Integrantes do "Centrão" e de outros partidos também apoiam a medida.
Entre eles, vários investigados na Lava Jato.
Entre os que
apoiam, o líder do Cidadania na Câmara defende que o Coaf vá para o Ministério
da Economia para evitar, na opinião dele, que as investigações possam ferir
garantias individuais.
“O sigilo
fiscal do cidadão é uma questão de liberdades individuais. Então, não pode
misturar isso com aqueles que tenham cometido corrupção. Quem cometeu
corrupção, que abram as contas, que se quebre sigilo, que vá se investigar”,
afirmou Daniel Coelho.
A proposta de
mudança veio depois do caso Fabrício Queiroz. Foi o Coaf que identificou
transações suspeitas de Fabrício Queiroz, ex-assessor do então deputado
estadual e hoje senador Flavio Bolsonaro. Um relatório de inteligência apontou
movimentações atípicas de Queiroz de R$ 1,2 milhão entre 2016 e 2017. Os dados
foram enviados ao Ministério Público do Rio e anexados ao inquérito da Operação
Furna da Onça, um desdobramento da Lava Jato.
O relator da
medida provisória que muda os ministérios, senador Fernando Bezerra Coelho, do
MDB, confirmou à TV Globo que o Caso Queiroz reforçou entre parlamentares a
ideia de tirar o Coaf do Ministério da Justiça.
Na próxima
segunda-feira (6), o relator, que também é líder do governo no Senado, disse
que vai se reunir com o presidente Bolsonaro e o ministro da Casa Civil, Onyx
Lorenzoni.
A intenção é
fechar o relatório final, que será apresentado à comissão que analisa a MP.
Para o relator,
a mudança envolvendo o Coaf facilitaria a aprovação da medida provisória. Essa
MP tem que ser aprovada até o dia 3 de junho, senão perde a validade, o que
comprometeria a organização formal de ministérios e órgãos vinculados à
presidência.
De janeiro até
hoje, já na gestão de Sérgio Moro, foram produzidos 2.735 relatórios de
inteligência financeira do Coaf, um aumento de 25% em relação ao mesmo período
de 2018.
Em entrevista à
TV Globo, o ministro da Justiça afirmou que está fortalecendo o Coaf,
aumentando a estrutura de 37 para 65 servidores.
"Em
matéria de segurança pública e enfrentamento ao crime organizado, a integração
é tudo. Nós, então entendemos que o Coaf é um órgão extremamente importante
para a prevenção da lavagem de dinheiro. E isso vai facilitar a integração
principalmente com os órgãos policiais e do Ministério Público. Assim isso vai
facilitar o enfrentamento a lavagem de dinheiro, ao crime organizado e a
corrupção. Essa é a ideia.

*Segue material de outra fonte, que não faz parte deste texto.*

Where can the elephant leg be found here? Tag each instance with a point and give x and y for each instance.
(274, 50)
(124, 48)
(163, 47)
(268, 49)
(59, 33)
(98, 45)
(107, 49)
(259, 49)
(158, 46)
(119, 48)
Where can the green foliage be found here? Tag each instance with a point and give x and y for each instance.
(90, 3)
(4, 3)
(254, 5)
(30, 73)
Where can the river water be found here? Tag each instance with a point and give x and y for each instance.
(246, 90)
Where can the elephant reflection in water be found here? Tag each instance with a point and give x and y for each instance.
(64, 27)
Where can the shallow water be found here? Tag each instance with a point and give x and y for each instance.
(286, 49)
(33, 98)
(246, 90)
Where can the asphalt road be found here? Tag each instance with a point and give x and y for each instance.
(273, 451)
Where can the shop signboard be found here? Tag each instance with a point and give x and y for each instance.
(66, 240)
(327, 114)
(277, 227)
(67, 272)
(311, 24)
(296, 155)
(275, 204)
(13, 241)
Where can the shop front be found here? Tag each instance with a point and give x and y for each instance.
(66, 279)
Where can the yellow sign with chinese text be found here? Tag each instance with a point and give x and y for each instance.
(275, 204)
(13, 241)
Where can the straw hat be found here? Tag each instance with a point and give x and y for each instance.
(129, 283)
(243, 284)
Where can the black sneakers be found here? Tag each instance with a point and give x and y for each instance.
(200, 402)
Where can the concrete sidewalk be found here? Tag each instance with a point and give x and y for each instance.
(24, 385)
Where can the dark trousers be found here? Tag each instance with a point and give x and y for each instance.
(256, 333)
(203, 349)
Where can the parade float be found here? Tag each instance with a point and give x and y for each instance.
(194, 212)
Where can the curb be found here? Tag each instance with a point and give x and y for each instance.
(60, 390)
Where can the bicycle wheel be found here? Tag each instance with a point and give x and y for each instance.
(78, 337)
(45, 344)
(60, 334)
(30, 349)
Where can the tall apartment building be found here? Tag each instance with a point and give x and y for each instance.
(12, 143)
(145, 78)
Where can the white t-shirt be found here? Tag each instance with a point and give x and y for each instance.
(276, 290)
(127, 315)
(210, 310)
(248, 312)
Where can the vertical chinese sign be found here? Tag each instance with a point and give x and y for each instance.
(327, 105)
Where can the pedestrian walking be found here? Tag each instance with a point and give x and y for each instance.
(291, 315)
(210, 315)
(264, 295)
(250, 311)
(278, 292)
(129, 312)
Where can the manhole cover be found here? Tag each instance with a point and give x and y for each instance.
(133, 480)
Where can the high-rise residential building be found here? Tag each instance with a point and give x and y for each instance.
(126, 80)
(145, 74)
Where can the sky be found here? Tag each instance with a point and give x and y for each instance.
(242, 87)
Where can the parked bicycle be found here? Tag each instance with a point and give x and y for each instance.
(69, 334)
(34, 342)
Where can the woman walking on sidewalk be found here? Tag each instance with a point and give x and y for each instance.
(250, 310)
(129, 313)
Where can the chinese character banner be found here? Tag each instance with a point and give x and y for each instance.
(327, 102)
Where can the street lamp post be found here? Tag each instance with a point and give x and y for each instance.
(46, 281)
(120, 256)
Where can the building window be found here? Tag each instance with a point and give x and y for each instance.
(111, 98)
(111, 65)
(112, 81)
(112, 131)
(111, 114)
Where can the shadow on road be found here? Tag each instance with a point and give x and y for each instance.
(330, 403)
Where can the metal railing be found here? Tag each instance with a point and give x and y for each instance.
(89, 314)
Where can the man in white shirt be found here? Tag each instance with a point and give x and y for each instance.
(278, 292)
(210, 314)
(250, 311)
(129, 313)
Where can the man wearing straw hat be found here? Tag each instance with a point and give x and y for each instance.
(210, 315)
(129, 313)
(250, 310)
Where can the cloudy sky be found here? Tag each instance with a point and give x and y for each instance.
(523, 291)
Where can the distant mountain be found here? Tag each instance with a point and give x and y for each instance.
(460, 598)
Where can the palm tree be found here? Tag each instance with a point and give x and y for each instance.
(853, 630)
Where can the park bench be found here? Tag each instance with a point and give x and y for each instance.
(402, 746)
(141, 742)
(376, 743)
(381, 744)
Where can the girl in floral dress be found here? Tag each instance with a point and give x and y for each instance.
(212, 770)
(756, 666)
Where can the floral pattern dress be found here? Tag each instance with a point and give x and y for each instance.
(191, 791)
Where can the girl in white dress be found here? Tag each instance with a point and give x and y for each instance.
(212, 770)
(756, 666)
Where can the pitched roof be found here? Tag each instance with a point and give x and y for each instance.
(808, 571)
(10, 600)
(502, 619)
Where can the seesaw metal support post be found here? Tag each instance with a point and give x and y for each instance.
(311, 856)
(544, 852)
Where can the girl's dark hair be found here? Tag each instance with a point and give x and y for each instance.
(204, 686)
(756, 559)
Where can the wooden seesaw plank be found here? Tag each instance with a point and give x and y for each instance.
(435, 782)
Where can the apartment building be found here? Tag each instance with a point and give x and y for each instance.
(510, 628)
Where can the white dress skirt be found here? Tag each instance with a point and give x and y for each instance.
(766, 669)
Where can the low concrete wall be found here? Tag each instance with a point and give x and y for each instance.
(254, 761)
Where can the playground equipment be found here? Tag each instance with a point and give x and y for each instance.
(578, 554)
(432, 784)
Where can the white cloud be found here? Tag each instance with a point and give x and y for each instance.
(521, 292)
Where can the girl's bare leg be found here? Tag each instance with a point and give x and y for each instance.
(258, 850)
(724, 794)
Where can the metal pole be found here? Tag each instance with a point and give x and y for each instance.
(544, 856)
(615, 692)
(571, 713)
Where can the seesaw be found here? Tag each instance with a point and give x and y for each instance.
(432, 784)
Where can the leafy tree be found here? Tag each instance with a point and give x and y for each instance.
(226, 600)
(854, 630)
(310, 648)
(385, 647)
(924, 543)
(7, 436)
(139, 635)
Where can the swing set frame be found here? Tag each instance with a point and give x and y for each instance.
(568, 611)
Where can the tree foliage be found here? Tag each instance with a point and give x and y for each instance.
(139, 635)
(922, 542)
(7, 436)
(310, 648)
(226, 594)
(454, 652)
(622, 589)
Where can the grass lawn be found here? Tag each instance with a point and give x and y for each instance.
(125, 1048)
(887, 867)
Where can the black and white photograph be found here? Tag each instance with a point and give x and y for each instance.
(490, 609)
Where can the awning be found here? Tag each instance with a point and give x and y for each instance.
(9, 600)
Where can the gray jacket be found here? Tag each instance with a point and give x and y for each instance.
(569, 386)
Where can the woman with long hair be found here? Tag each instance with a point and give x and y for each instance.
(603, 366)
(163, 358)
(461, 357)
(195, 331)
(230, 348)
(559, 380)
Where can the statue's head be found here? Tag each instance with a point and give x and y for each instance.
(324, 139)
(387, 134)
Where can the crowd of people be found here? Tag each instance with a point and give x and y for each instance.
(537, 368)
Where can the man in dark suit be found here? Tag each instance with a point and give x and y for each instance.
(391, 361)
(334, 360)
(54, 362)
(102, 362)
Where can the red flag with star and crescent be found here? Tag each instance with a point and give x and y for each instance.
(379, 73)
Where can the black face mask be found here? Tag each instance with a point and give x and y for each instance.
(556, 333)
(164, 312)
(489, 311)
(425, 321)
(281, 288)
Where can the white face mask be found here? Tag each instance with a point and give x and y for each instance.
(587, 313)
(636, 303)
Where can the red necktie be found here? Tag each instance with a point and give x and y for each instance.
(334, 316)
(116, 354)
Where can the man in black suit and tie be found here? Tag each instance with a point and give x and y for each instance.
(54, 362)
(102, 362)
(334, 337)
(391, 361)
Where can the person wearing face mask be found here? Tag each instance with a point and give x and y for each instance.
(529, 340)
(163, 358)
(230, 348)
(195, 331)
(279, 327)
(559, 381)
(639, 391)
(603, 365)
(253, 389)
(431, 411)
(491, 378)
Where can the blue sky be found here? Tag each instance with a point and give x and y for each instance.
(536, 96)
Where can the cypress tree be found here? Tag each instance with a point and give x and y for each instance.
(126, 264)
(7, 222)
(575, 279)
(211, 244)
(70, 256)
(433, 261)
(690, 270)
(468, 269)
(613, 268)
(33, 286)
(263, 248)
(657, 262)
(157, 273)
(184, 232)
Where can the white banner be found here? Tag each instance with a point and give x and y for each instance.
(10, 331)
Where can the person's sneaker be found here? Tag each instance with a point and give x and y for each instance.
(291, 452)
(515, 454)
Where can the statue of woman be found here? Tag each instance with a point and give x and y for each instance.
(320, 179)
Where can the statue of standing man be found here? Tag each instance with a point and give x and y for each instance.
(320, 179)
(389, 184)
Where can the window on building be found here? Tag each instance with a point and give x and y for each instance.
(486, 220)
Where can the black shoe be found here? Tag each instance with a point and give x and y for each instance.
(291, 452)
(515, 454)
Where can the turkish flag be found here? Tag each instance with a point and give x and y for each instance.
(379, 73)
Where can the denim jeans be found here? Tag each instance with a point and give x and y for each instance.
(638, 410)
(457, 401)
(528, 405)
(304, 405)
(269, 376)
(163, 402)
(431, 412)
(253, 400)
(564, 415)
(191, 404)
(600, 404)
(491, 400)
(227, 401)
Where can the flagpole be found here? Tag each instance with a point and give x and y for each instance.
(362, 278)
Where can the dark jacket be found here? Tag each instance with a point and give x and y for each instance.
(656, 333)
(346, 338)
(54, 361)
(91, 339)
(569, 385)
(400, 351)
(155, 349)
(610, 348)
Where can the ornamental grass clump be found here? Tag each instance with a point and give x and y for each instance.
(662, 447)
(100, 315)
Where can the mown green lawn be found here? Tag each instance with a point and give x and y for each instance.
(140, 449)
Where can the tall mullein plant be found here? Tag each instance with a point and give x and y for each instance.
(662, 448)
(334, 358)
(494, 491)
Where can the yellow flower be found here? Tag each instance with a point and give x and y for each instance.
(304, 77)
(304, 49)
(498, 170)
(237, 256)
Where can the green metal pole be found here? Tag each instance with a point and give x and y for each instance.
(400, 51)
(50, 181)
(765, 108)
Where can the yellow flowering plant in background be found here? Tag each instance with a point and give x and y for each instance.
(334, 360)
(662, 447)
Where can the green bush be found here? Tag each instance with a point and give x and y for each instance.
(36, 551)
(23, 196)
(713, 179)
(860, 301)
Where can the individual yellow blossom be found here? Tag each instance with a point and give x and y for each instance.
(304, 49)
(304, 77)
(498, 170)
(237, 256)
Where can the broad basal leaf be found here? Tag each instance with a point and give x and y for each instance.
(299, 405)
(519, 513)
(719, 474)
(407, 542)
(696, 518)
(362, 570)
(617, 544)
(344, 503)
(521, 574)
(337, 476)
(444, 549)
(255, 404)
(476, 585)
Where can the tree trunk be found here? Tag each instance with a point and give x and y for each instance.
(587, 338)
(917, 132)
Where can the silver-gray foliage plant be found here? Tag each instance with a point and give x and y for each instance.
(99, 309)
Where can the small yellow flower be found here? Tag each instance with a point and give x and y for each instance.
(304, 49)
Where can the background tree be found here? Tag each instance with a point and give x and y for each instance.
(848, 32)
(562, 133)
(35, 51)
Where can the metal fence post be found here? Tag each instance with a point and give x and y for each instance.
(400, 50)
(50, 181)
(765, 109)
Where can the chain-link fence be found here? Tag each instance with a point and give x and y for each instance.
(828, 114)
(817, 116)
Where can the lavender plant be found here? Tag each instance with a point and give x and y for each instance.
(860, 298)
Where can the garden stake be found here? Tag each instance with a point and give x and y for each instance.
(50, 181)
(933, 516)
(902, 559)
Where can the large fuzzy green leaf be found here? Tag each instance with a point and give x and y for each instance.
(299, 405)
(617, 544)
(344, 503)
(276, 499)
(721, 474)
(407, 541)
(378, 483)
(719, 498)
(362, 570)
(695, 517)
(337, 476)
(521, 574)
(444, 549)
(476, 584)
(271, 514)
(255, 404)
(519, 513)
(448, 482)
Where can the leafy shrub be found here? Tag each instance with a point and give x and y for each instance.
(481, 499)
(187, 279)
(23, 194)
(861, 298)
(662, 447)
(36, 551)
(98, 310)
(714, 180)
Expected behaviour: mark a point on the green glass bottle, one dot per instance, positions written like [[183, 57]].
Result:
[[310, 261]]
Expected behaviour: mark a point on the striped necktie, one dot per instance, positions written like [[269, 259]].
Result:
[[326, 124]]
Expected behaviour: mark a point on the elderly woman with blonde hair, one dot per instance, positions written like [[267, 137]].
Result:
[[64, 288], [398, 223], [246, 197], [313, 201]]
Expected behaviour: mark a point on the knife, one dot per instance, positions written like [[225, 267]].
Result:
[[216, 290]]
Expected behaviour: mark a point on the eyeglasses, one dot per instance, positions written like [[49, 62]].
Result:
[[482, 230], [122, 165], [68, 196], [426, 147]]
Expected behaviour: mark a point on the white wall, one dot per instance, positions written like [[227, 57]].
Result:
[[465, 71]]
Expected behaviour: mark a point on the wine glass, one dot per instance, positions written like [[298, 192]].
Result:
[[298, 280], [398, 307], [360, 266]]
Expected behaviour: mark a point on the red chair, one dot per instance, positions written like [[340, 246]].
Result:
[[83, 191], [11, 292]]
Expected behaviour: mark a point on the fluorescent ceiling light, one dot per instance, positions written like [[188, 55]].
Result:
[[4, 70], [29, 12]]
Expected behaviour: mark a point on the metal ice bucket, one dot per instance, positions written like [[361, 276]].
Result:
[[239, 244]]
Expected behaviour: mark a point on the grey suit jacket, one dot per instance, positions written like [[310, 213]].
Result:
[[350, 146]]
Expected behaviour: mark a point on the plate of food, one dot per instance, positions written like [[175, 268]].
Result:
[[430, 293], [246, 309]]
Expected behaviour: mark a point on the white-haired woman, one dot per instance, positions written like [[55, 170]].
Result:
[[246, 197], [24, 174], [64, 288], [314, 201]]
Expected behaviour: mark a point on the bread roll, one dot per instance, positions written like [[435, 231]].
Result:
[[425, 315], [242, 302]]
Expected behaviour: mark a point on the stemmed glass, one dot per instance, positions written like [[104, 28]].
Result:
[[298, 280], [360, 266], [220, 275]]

O presidente Bolsonaro, assim como eu, nós
respeitamos a decisão do Congresso. Nós estamos respeitosamente querendo
convencê-los de que o melhor lugar para o Coaf, é aqui no Ministério da
Justiça. Agora, evidentemente, a decisão é dos parlamentares. "
O senador
Randolfe Rodrigues, do Rede Sustentabilidade, disse que os políticos estão
tentando se blindar e criticou o presidente por não se opor à mudança que o
Congresso quer fazer.
"O Coaf
faz parte do sistema de Justiça, do sistema de combate à lavagem de dinheiro e
de combate à corrupção. Não tem sentido ele ficar fora do Ministério da
Justiça."
No início da
noite, o porta-voz da Presidência afirmou que "do ponto de vista
pessoal" do presidente Jair Bolsonaro, o Coaf permanece junto ao
Ministério da Justiça, mas que a decisão ainda não foi tomada.
"A posição
do senhor presidente da República neste momento é de manutenção do Coaf junto
ao Ministério da Justiça. Estudos prosseguem no sentido de analisar se essa
decisão inicial do nosso presidente deve ser referendada ou eventualmente
retificada."
O Conselho
Nacional dos Chefes de Polícia Civil divulgou uma nota em que declara que as
polícias consideram fundamental a integração do Coaf ao Ministério da Justiça e
que só com esforços conjuntos haverá o fim da impunidade.